Airborne imaging spectrometer (also known as hyperspectral) remote sensing has been widely used to characterize mineralogy on mine waste surfaces, which is useful for predicting potential sources of acidity and metal leaching. The most successful applications employ fine spatial resolution-20-m pixels or smaller. Future satellite imaging spectrometer sensors are proposed to provide coarser spatial resolution-30- to 60-m pixels. This study examined the ability to map minerals related to acid mine drainage with visible to shortwave infrared hyperspectral imagery at varying spatial scales (2-, 15-, 30-, 60-m pixels) at the Leviathan mine Superfund site, located in the Eastern Sierra Nevada. Mineral maps were produced using spectral angle mapper and matched filtering algorithms. The 15-m images provided comparable maps to the 2-m images. The 30- and 60-m images lost the ability to identify smaller features; however, they were still able to identify high-and low-priority remediation zones at least 75 m in width. Based on our results, we believe 30-m spatial resolution on a satellite hyperspectral sensor will be sufficient for identifying hazardous surfaces at larger mine waste sites and provide important reconnaissance information that can help prioritize detailed ground-based studies.

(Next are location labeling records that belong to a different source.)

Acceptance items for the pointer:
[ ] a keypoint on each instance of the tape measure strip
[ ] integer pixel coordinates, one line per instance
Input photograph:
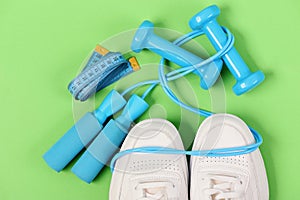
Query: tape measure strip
(102, 69)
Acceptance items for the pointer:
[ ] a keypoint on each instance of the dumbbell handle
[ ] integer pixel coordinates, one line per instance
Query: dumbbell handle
(233, 60)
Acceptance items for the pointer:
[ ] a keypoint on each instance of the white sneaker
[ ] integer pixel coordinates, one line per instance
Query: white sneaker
(236, 177)
(140, 176)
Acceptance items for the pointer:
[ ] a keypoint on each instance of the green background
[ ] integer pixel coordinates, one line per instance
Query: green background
(42, 44)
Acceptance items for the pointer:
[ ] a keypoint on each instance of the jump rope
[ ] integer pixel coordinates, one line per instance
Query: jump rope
(163, 80)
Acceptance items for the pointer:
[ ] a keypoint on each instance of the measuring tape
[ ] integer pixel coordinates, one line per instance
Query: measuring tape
(102, 69)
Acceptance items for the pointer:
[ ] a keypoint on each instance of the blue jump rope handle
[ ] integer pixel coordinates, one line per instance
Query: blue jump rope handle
(82, 133)
(107, 143)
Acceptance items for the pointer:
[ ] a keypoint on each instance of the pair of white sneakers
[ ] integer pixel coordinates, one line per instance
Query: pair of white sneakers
(140, 176)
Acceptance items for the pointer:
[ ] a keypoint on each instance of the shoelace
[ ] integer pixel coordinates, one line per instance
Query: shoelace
(223, 188)
(154, 190)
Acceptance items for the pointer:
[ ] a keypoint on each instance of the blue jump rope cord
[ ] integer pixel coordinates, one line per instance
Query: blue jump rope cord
(178, 73)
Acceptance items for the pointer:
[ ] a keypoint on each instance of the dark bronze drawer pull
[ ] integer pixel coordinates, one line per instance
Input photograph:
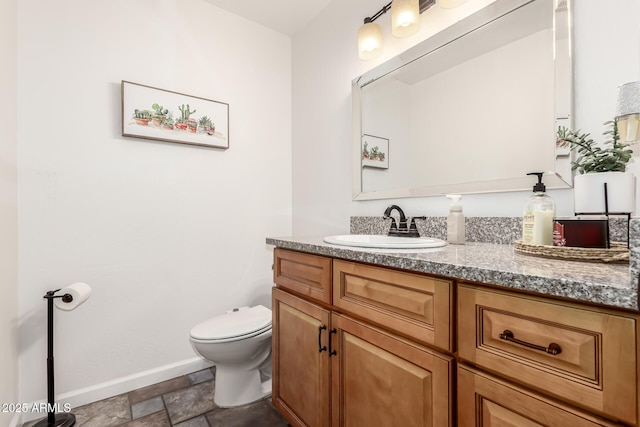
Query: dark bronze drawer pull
(332, 352)
(553, 349)
(321, 347)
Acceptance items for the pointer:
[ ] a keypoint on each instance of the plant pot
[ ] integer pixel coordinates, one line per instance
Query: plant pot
(588, 191)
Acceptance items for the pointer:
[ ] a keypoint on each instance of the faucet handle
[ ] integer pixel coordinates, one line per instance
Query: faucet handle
(413, 228)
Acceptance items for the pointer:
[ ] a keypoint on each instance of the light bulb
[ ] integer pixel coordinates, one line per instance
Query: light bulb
(369, 41)
(405, 17)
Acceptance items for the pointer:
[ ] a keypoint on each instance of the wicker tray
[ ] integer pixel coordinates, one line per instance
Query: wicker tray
(617, 253)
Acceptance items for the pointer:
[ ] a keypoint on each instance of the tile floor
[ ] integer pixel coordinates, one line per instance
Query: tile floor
(185, 401)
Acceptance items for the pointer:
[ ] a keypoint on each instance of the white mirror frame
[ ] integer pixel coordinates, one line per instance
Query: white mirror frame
(563, 102)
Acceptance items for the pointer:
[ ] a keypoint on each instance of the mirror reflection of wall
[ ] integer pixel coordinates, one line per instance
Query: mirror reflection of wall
(481, 108)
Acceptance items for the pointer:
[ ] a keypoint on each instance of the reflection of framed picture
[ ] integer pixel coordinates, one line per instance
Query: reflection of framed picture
(152, 113)
(375, 152)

机译:机载成像光谱仪(也称为高光谱)遥感已被广泛用于表征矿山废料表面的矿物学,这对于预测酸度和金属浸出的潜在来源很有用。最成功的应用使用20-m像素或更小的精细空间分辨率。提出了未来的卫星成像光谱仪传感器以提供更粗的30至60 m像素的空间分辨率。这项研究检验了位于东部东部Leviathan矿场超级基金站点在不同空间范围(2、15、30、60像素)上可见到短波红外高光谱图像绘制与酸性矿山排水有关的矿物的能力。内华达山脉。矿物图是使用光谱角度映射器和匹配的过滤算法生成的。 15米的图像提供了与2米的图像相当的地图。 30米和60米的图像无法识别较小的特征;但是,他们仍然能够识别宽度至少为75 m的高优先级和低优先级补救区。根据我们的结果,我们认为卫星高光谱传感器的30米空间分辨率将足以识别较大的矿山废料场中的危险表面,并提供重要的侦察信息,有助于优先进行详细的地面研究。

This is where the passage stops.